If you've never installed apps from github/froid I'll be glad to help you out

So it is basically Premium for free?

Yeah! You choose your songs, create your playlists and stream all the music you want. No ads or costs

Vimusic is free and open source software, just like lemmy

Just pay for Spotify... £10 for access to almost every song ever published. People need to appreciate how good they have it.

For youtube, I use newpipe. It's pretty cool. You can import your subscriptions so you don't miss out on new videos.

I'm just waiting for the day I can shuffle playlists on Newpipe then I could use it as my primary music app. Right now though you can only play all in order unless I'm missing something

Adverts like this post shouldn't be a think in "YSK". It makes no sense.

This app is literally just music piracy in a fancy shell anyways. Since there's no YouTube ads displayed, artists get nothing. Think Spotify is bad at paying artists? Try... piracy...?

That's fair, but I am curious how much of streaming revenue go towards the artists and how much goes towards the labels.

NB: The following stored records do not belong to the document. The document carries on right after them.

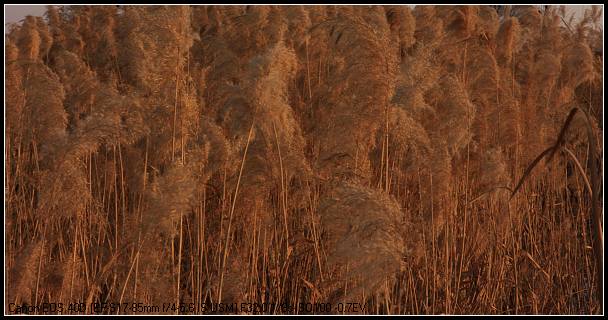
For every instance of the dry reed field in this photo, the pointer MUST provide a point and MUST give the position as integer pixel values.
(304, 160)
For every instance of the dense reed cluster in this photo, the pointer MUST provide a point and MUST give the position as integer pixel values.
(288, 154)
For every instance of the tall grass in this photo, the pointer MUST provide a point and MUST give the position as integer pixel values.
(318, 154)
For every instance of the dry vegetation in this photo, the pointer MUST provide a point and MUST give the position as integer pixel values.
(294, 154)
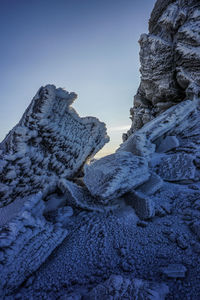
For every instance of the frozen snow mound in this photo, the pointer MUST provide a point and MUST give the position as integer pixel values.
(113, 175)
(81, 198)
(170, 58)
(51, 141)
(119, 287)
(26, 241)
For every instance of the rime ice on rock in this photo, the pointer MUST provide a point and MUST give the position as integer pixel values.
(80, 197)
(176, 167)
(170, 59)
(26, 241)
(113, 175)
(51, 141)
(124, 288)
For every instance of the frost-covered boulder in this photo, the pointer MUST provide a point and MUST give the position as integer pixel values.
(51, 141)
(153, 184)
(119, 287)
(80, 197)
(144, 205)
(170, 59)
(25, 243)
(176, 167)
(113, 175)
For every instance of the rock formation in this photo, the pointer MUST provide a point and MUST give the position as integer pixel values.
(170, 60)
(25, 243)
(137, 211)
(114, 175)
(50, 142)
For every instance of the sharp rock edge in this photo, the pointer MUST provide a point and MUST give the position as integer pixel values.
(170, 60)
(50, 142)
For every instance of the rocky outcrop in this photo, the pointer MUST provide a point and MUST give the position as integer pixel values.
(26, 241)
(50, 142)
(119, 287)
(170, 60)
(112, 176)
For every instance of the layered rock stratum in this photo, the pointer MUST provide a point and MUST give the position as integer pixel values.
(126, 226)
(170, 60)
(49, 143)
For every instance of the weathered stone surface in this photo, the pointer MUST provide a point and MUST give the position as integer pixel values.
(119, 287)
(175, 271)
(176, 167)
(113, 175)
(25, 242)
(144, 205)
(80, 197)
(167, 144)
(170, 60)
(50, 142)
(178, 118)
(150, 187)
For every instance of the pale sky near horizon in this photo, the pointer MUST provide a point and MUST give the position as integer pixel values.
(86, 46)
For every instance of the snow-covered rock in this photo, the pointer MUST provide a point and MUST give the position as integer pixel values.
(144, 205)
(176, 167)
(113, 175)
(170, 58)
(25, 242)
(175, 271)
(50, 142)
(80, 197)
(119, 287)
(153, 184)
(168, 143)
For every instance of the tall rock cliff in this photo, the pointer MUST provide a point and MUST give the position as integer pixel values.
(170, 60)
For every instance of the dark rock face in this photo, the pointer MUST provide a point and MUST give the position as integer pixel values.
(50, 142)
(170, 60)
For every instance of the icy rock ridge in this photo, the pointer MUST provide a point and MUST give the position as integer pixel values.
(50, 142)
(25, 243)
(170, 60)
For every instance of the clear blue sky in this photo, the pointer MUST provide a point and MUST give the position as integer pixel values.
(86, 46)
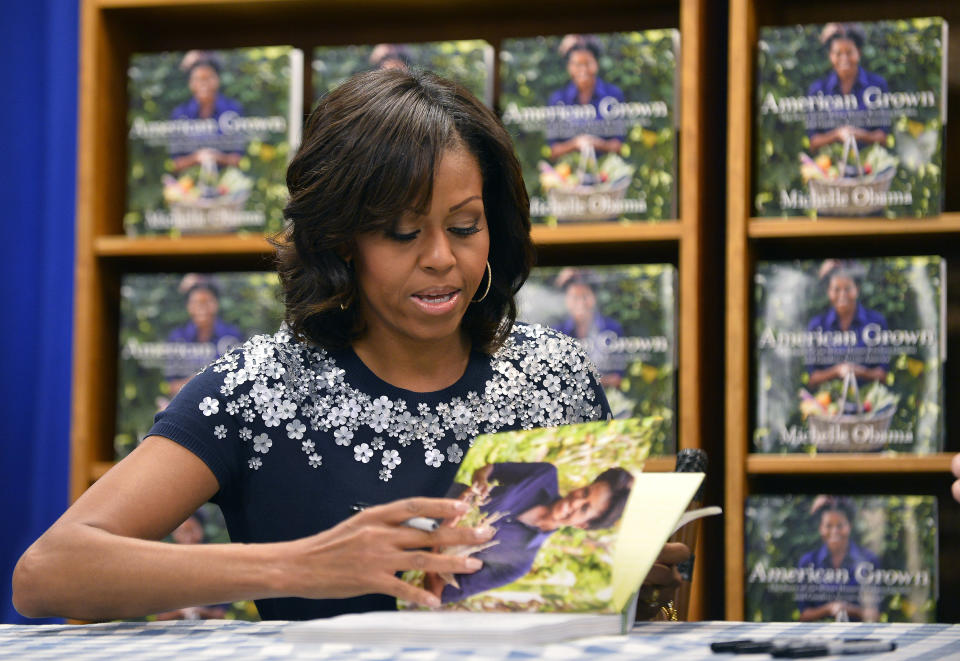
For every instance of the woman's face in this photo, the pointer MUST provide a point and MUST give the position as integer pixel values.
(582, 67)
(842, 293)
(580, 302)
(835, 531)
(581, 506)
(844, 56)
(202, 306)
(204, 83)
(416, 281)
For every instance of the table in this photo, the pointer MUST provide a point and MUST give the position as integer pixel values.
(223, 639)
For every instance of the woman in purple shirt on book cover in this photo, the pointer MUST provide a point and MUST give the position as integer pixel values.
(844, 44)
(527, 497)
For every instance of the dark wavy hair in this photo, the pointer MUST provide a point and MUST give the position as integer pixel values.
(620, 482)
(369, 153)
(849, 31)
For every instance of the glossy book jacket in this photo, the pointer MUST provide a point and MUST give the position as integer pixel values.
(172, 325)
(871, 558)
(850, 119)
(594, 119)
(209, 136)
(849, 355)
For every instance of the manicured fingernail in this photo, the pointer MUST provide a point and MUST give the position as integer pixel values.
(485, 532)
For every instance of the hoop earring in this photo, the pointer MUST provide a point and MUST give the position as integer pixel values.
(487, 290)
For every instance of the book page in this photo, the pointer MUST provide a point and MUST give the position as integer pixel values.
(656, 503)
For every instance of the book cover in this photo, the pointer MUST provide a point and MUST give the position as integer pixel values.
(841, 558)
(849, 355)
(209, 137)
(850, 119)
(625, 318)
(465, 61)
(594, 120)
(172, 325)
(578, 525)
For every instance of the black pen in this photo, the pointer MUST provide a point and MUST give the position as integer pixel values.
(751, 646)
(833, 647)
(418, 522)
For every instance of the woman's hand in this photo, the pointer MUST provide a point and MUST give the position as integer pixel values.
(363, 554)
(662, 580)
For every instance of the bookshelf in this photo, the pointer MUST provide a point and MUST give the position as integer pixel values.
(751, 239)
(113, 29)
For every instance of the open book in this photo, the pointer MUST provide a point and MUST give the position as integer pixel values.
(579, 526)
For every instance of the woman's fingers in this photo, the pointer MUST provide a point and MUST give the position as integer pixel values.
(663, 576)
(410, 538)
(673, 553)
(400, 511)
(428, 561)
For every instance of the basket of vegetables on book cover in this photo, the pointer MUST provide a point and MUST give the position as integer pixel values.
(839, 422)
(214, 193)
(584, 188)
(860, 182)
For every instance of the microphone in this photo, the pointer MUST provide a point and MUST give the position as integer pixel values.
(689, 460)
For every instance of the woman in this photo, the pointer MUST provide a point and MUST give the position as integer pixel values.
(581, 56)
(844, 44)
(836, 598)
(204, 327)
(210, 150)
(845, 314)
(409, 237)
(594, 329)
(528, 496)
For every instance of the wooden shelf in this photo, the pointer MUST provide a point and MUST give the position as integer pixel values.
(600, 233)
(192, 246)
(766, 228)
(580, 234)
(852, 464)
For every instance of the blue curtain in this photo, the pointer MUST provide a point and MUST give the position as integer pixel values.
(38, 120)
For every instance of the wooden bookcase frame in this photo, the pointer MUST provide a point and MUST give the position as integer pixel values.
(750, 239)
(113, 29)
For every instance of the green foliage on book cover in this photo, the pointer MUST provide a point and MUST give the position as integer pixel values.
(900, 532)
(573, 569)
(639, 182)
(466, 61)
(902, 411)
(152, 306)
(899, 176)
(248, 196)
(638, 365)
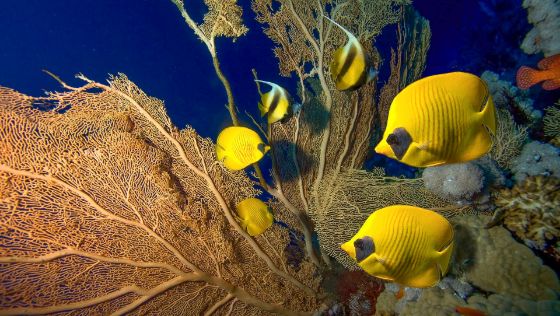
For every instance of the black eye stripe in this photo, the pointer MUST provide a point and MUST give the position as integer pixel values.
(364, 248)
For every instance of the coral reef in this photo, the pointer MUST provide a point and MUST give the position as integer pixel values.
(531, 211)
(506, 277)
(355, 194)
(458, 182)
(551, 121)
(544, 37)
(516, 101)
(358, 291)
(128, 214)
(508, 139)
(408, 61)
(536, 159)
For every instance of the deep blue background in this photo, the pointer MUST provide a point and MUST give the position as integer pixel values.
(150, 42)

That isn't up to Spotify, all money goes to the labels and then the labels and artists negotiate their share. They've got a good site actually: https://loudandclear.byspotify.com/

But did you know that when Spotify negotiated streaming rights from the labels, the labels only agreed if they could take an ownership stake in Spotify. Then the labels insisted on LOWER streaming fees for themselves. This shifts their income to come from their Spotify stake, which they don't have to pay to artists.

I discovered ViMusic a few months ago and the app is just amazing!

It even saves all your played songs offline.

Thank you so much for showing me this. I'm sick and tired of Spotify and YT Music locking crucial features behind paywalls on mobile (playing with without shuffle on Spotify and background playing on YT Music).

Ok, so I was skeptical, but this is rad. And it finds anything, including my own tiny band's releases. I'm impressed.

https://i.imgur.com/wImzPNR.png

F-Droid is a viable installation source in addition to GitHub.